Tatsächlich sind es zwei, einer mit roten und einer mit gelben Beeren. Sie beherrschen eine Gartenecke hinter dem Haus, davor zum Schutz ein Spalier von Fingersträuchern. Und den Schutz braucht man wirklich, haben die Sträucher doch bis zu 8 cm lange Dornen. Kein Wunder, dass in dieser Ecke Efeu und wilde Waldrebe fröhlich vor sich hin wuchern, denn freiwillig komme ich dem Feuerdorn nicht in die Nähe.

Allerdings, alle paar Jahre zwingt mich sein ungestümes Wachstum dazu. Wenn der Nachbar hinter meinem Garten anklingen lässt, dass er keine Sonne mehr in seinem Garten hat, wird es Zeit, den Feuerdorn zu schneiden. Damit ich möglichst für mehrere Jahre Ruhe habe, wird es dann ein Radikalschnitt von vier Metern auf Augenhöhe. Begleitet wird die Aktion vom lärmenden Geschrei einer Spatzenhorde, die in dem Feuerdorn ihren Schlafplatz hat. Natürlich habe ich ein schlechtes Gewissen, ich würde mir auch nicht gern mein Zuhause wegnehmen lassen. Aber da müssen sie leider durch.

Heute war es wieder einmal soweit: Ich habe den Feuerdorn geschnitten. Besser gesagt, ich habe angefangen, denn mit einem Vormittag ist es keinesfalls getan. Wegen der wehrhaften Dornen kann ich mich nur vorsichtig Ästchen für Ästchen durch das Gestrüpp arbeiten, immer auf der Hut, wo ich hingreife. Die Zweige muss ich zu allem Überfluss auch noch entasten und klein schnippeln, denn durch den sparrigen Wuchs wäre sonst jedes Gefäß zum Wegbringen ständig voll. Ein Gartensack kommt gar nicht in Frage, der wäre im Nu zerfetzt. Heuer bin ich auf die Idee gekommen, meine Regentonnen zu befüllen, derzeit brauche ich sie ja noch nicht. Gute Idee, aber das Schnippeln bleibt mir nicht erspart.

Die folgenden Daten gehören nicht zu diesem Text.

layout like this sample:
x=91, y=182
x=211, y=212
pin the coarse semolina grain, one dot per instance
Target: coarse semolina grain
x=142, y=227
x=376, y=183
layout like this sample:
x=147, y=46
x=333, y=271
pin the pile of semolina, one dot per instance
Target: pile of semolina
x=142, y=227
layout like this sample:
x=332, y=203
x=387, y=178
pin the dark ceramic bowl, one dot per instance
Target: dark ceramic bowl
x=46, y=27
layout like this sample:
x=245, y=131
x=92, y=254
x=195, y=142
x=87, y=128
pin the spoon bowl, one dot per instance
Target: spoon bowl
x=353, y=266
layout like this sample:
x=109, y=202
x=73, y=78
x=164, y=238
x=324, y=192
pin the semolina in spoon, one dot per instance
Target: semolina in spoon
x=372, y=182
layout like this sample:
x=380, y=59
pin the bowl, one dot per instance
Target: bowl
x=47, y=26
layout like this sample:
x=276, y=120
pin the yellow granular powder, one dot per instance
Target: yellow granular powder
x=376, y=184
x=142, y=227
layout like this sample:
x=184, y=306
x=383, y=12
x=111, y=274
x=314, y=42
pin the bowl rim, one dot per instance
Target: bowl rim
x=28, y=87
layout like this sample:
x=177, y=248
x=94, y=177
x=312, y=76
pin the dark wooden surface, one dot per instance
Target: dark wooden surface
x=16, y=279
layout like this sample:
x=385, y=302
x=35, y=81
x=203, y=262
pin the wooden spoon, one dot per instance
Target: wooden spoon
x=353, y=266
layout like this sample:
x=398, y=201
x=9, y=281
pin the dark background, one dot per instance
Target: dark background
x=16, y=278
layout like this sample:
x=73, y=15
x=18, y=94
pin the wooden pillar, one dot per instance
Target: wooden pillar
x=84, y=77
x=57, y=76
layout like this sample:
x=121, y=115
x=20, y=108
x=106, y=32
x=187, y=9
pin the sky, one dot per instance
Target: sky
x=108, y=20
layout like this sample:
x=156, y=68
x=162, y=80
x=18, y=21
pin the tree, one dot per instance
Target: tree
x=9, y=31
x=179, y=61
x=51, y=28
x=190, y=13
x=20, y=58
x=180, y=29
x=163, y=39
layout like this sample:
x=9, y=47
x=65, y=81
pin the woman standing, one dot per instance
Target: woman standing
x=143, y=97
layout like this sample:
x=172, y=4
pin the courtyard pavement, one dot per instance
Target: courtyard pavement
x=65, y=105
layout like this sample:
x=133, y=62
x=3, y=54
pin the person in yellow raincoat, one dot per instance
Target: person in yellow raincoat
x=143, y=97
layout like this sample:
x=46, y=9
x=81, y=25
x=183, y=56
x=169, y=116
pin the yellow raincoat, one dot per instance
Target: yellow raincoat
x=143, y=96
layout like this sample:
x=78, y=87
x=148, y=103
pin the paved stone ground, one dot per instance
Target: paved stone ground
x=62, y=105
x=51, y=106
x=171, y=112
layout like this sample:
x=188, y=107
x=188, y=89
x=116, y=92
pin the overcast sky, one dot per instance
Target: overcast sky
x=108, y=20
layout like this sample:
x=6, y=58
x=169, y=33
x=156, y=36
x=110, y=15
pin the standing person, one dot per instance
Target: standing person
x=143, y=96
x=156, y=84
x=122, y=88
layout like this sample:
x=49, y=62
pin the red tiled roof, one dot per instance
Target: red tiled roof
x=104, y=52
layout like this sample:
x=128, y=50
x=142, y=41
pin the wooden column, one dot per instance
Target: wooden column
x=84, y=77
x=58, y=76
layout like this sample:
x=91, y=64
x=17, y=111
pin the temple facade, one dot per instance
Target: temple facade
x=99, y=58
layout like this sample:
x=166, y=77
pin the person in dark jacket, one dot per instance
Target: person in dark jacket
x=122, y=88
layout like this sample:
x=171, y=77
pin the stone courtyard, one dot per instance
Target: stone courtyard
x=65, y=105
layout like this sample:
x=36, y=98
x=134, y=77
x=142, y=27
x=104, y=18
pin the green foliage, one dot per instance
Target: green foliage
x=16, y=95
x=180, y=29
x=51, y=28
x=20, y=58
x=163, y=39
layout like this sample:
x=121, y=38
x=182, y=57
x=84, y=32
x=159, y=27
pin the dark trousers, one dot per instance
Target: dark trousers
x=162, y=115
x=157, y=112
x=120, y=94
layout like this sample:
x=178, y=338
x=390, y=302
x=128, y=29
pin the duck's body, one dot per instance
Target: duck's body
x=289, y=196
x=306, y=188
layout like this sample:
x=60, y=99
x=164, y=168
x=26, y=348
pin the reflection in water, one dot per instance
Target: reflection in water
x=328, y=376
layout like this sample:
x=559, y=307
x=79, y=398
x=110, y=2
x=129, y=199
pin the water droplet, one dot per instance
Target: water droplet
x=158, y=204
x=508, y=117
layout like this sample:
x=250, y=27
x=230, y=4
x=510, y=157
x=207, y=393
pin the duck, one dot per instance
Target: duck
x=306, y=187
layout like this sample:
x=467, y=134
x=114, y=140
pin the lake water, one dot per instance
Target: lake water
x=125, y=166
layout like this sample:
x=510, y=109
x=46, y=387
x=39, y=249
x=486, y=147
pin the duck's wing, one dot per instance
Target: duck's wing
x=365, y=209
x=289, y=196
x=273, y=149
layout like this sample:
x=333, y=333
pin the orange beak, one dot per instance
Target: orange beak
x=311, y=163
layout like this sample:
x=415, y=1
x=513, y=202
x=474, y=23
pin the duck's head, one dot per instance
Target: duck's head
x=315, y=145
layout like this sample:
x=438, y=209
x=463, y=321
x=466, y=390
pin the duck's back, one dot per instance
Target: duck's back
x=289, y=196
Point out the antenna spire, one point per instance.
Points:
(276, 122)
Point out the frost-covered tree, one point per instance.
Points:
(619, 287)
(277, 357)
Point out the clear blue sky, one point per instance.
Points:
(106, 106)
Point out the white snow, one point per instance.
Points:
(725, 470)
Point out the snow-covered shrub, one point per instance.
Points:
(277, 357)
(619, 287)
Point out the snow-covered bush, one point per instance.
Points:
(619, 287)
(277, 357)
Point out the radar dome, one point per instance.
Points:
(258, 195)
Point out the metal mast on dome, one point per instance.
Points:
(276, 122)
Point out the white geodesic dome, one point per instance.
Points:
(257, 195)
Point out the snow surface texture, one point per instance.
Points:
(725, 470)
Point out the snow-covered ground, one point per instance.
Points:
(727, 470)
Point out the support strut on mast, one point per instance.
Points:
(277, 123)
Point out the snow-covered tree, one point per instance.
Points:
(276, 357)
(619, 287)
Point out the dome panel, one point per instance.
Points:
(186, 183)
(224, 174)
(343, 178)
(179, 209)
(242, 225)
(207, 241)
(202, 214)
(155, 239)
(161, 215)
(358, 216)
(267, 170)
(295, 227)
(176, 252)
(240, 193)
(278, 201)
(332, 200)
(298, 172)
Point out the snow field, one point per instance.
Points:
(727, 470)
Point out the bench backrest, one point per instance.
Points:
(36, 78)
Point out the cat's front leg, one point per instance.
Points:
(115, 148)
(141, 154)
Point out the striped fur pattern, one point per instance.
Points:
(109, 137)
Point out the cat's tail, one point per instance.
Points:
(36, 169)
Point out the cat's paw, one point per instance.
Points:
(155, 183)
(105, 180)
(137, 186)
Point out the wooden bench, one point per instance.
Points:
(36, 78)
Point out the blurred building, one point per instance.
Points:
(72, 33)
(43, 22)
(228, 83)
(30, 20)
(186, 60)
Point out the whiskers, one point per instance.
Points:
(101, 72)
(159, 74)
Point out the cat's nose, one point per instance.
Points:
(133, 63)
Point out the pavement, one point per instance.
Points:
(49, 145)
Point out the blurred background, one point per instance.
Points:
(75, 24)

Kleine Verletzungen bleiben nicht aus. Vor Jahren drehte sich ein dicker Stamm unvorhergesehen in meine Richtung und landete auf meinem Kopf. Als die Stelle nach zwei Wochen immer noch ziemlich weh tat, kratzte ich an der Kruste herum und zog zum Entsetzen meiner Kollegin einen zwei Zentimeter langen Dorn aus meiner Schädeldecke. Die nächste Anschaffung war eine Astschere mit Teleskopstange.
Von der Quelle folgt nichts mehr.